The genetic snapshot from these nine individuals is small but evocative. Maternal lineages are diverse: three individuals carry haplogroup T, two carry haplogroup D (an East Eurasian lineage), and single instances of H1u, H5, and K appear. This mix suggests both West Eurasian maternal ancestry (T, H, K are widespread in Europe and West Eurasia) and detectable inputs from eastern Eurasian gene pools (haplogroup D), consistent with archaeological models of steppe-mediated connections.

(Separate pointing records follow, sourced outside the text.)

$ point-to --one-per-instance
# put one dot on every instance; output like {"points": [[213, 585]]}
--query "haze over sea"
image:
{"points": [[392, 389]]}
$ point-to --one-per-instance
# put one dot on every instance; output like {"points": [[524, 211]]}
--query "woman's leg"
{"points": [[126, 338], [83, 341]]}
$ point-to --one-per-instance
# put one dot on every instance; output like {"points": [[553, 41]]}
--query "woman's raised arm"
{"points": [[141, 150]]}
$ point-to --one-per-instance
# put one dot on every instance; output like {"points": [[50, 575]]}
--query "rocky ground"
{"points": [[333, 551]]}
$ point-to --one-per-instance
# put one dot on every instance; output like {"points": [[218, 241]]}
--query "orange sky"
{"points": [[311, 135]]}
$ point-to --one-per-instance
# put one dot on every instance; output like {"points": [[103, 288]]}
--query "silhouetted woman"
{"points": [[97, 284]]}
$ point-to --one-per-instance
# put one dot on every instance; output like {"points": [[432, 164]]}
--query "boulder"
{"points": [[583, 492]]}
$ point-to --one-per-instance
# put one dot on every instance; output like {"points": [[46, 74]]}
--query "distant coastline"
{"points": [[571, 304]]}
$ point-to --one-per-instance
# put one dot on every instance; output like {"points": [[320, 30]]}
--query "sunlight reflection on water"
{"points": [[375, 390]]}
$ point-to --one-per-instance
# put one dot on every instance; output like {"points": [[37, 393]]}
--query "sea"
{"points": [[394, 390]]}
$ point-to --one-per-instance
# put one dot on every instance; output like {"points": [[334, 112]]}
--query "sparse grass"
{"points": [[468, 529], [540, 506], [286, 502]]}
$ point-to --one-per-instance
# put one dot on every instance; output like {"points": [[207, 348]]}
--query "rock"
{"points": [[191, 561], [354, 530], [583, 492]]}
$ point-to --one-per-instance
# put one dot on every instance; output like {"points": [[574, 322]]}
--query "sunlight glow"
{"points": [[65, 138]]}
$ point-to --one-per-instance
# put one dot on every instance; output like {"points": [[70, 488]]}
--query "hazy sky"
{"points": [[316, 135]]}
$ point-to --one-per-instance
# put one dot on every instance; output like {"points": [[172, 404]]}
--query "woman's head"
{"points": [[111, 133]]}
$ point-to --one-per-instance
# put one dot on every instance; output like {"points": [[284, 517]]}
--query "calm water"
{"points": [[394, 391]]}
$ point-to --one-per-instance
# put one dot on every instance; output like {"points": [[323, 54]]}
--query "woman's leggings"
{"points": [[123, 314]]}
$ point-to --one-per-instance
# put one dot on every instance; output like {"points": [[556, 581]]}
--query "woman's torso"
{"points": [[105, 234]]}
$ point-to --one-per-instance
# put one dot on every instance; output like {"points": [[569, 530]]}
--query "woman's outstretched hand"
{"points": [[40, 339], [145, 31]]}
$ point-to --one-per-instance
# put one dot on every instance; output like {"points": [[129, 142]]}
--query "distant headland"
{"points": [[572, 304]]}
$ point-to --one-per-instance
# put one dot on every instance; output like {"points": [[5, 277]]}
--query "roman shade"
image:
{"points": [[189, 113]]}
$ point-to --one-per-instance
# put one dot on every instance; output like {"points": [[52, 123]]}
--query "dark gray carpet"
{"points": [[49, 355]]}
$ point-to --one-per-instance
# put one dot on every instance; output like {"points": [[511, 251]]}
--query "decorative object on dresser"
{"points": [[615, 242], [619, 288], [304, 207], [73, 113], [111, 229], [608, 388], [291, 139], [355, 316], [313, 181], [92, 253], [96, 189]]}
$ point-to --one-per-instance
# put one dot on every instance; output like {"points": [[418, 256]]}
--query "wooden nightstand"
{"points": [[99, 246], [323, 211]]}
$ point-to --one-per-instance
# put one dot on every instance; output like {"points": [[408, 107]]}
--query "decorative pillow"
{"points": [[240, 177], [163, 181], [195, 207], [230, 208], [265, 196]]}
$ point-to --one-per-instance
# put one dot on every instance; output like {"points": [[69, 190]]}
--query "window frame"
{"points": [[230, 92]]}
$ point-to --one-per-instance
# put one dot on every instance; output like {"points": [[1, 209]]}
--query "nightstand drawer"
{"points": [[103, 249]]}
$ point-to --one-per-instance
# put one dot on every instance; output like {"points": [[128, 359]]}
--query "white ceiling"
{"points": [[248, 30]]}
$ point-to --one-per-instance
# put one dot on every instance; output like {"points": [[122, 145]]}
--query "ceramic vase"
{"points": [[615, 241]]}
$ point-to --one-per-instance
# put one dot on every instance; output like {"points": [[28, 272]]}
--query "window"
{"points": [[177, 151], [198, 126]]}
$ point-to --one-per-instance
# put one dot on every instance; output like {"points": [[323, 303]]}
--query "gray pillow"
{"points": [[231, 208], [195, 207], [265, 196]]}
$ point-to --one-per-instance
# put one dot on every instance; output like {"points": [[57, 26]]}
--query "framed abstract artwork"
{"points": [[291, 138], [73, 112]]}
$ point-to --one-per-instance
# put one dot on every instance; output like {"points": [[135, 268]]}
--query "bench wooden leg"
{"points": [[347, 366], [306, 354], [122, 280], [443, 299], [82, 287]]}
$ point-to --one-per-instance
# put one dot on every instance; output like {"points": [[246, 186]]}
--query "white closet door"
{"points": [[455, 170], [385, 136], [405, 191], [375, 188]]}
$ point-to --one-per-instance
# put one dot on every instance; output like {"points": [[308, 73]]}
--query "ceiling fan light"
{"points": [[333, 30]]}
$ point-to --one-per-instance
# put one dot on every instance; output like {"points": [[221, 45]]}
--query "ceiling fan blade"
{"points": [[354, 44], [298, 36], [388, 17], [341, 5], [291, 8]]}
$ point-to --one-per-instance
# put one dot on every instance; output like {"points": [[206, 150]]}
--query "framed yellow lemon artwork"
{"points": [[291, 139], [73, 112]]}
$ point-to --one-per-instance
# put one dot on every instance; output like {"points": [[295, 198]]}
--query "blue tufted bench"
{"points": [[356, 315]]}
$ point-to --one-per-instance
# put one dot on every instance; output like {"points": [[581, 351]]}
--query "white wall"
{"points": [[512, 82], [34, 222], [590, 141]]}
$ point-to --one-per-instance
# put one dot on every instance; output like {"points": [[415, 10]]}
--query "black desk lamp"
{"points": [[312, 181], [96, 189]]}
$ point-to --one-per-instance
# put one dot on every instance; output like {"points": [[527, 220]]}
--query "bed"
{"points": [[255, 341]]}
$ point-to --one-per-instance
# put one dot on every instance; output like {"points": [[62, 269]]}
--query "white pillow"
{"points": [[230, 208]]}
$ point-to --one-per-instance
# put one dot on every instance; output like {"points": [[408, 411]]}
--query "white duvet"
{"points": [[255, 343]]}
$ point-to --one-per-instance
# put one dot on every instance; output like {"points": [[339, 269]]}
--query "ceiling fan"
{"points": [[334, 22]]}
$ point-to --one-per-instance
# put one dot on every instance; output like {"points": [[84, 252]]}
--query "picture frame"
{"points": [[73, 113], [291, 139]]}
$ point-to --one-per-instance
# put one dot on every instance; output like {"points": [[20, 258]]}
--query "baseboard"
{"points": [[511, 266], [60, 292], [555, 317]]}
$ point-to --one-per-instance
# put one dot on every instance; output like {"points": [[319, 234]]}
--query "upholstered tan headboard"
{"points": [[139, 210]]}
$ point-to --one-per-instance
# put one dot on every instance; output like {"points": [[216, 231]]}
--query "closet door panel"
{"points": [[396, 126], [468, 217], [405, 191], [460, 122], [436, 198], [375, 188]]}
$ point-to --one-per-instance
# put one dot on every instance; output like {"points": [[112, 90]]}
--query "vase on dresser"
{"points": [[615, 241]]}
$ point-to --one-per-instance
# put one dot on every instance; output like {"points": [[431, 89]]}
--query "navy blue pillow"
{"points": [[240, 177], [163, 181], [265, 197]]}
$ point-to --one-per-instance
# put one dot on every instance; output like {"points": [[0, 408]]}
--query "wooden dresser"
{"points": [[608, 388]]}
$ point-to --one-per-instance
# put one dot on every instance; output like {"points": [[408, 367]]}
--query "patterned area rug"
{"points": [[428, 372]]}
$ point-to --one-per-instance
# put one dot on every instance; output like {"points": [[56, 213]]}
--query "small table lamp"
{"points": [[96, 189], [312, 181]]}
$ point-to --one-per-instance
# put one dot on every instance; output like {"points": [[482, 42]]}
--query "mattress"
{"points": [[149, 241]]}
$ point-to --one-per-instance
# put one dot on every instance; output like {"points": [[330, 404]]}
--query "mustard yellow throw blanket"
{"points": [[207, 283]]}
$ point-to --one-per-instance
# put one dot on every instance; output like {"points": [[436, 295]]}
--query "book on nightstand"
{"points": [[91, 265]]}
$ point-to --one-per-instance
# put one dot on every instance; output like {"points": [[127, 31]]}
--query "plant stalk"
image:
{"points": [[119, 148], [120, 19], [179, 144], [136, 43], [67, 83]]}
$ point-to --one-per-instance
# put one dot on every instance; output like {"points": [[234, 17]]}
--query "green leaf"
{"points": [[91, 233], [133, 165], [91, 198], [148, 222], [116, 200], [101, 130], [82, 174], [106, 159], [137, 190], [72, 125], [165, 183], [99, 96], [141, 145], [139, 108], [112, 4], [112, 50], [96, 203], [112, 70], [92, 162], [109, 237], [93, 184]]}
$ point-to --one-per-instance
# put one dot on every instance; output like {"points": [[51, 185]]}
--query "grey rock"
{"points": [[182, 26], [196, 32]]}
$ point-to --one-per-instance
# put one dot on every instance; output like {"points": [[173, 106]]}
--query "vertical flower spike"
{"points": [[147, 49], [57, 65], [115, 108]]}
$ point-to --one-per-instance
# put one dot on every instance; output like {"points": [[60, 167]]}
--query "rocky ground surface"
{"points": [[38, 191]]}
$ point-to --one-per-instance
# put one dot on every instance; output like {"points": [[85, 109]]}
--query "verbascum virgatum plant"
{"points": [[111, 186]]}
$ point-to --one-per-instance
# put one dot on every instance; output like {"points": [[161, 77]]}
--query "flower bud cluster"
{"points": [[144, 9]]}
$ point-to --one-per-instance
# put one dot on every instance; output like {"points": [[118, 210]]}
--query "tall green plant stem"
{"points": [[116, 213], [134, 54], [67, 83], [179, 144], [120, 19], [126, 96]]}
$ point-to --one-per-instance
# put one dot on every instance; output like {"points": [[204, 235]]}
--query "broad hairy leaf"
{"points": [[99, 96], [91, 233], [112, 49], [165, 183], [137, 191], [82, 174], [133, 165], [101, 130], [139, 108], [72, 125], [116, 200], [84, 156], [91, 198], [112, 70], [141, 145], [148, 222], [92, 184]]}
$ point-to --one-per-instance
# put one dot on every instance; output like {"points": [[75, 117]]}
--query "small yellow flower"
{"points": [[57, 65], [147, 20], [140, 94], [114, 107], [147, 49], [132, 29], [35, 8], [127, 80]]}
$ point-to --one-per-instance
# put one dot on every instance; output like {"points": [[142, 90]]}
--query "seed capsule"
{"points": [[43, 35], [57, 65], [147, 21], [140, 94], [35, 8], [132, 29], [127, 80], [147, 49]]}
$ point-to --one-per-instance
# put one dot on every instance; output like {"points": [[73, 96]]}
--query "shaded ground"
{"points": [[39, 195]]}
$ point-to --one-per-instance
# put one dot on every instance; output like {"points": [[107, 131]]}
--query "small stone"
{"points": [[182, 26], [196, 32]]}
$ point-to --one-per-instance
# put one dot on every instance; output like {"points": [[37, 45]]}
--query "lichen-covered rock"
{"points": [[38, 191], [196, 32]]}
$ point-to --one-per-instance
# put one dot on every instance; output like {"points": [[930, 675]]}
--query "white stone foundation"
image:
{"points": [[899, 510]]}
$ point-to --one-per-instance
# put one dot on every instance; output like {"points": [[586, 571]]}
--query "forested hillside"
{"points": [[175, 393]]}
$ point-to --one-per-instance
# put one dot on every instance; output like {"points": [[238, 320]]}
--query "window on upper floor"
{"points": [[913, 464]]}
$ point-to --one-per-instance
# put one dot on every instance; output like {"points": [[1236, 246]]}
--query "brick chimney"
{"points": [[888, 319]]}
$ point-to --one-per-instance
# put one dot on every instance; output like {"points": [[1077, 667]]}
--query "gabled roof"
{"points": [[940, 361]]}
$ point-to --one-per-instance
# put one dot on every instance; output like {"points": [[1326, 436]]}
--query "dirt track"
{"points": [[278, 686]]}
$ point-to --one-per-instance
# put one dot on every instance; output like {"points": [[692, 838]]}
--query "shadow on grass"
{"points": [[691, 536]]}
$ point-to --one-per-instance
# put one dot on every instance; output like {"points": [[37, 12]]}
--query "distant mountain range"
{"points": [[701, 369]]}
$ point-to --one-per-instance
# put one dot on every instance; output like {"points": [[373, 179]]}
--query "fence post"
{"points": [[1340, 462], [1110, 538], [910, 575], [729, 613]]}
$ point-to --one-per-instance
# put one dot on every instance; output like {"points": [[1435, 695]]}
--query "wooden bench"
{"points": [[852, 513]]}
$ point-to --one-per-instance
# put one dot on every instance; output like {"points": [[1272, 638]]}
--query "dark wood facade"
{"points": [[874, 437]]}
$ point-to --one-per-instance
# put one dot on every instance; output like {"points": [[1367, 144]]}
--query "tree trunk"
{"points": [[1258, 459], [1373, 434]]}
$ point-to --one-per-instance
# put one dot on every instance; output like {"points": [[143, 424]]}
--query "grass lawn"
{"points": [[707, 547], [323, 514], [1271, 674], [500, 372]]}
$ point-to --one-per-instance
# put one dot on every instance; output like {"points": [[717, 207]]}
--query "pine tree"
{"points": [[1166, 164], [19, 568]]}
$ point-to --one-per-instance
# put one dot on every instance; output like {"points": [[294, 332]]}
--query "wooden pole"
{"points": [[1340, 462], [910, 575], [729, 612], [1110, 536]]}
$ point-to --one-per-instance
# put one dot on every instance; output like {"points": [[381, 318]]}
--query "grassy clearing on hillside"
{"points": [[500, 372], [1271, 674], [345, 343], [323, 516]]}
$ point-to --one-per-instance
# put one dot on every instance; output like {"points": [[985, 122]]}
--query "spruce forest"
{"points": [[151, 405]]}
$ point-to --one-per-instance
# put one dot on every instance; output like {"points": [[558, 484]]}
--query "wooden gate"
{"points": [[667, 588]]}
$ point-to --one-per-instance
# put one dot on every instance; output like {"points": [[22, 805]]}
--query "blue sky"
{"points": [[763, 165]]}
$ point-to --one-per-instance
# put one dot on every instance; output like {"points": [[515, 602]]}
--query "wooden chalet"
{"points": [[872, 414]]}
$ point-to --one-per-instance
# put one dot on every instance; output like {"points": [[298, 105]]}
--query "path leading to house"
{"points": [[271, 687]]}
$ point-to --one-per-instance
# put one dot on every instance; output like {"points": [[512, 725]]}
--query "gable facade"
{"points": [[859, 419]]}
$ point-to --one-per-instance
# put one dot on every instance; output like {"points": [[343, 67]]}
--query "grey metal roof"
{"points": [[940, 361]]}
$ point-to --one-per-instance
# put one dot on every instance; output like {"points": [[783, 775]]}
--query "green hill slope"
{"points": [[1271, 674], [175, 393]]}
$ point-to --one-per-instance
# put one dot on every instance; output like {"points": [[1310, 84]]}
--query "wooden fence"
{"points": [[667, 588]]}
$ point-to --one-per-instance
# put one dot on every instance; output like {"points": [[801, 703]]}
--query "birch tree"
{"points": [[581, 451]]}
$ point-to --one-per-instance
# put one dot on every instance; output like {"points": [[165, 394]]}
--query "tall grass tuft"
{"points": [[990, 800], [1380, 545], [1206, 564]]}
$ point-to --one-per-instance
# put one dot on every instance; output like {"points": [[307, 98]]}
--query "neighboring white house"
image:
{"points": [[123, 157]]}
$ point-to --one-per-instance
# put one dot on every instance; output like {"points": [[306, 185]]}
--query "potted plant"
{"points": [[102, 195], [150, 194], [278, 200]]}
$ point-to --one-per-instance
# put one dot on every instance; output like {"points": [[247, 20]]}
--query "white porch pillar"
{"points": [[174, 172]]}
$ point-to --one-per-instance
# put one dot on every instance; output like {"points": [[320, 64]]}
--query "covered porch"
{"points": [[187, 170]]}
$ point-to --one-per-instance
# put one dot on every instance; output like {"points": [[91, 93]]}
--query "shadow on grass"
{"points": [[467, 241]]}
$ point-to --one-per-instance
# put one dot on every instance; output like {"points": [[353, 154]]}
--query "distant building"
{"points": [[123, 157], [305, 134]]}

No consistent Y-chromosome pattern is reported across the small sample, so conclusions about paternal ancestries remain undetermined. Because n = 9, statistical power is limited: patterns observed here should be treated as preliminary. Still, the co-occurrence of West and East Eurasian maternal haplogroups aligns with broader ancient DNA studies showing that Hun-era and other Migration Period groups often carried mixed ancestries formed by steppe movements and local European gene pools.
Genetic data must be read alongside archaeology: the presence of East Eurasian mtDNA does not on its own identify cultural affiliation, but it does confirm biological connections across Eurasia during late antiquity. Future sampling, especially of male lineages and larger numbers of individuals from the same cemeteries, will be necessary to refine demographic models and test hypotheses about migration, kinship, and social structure.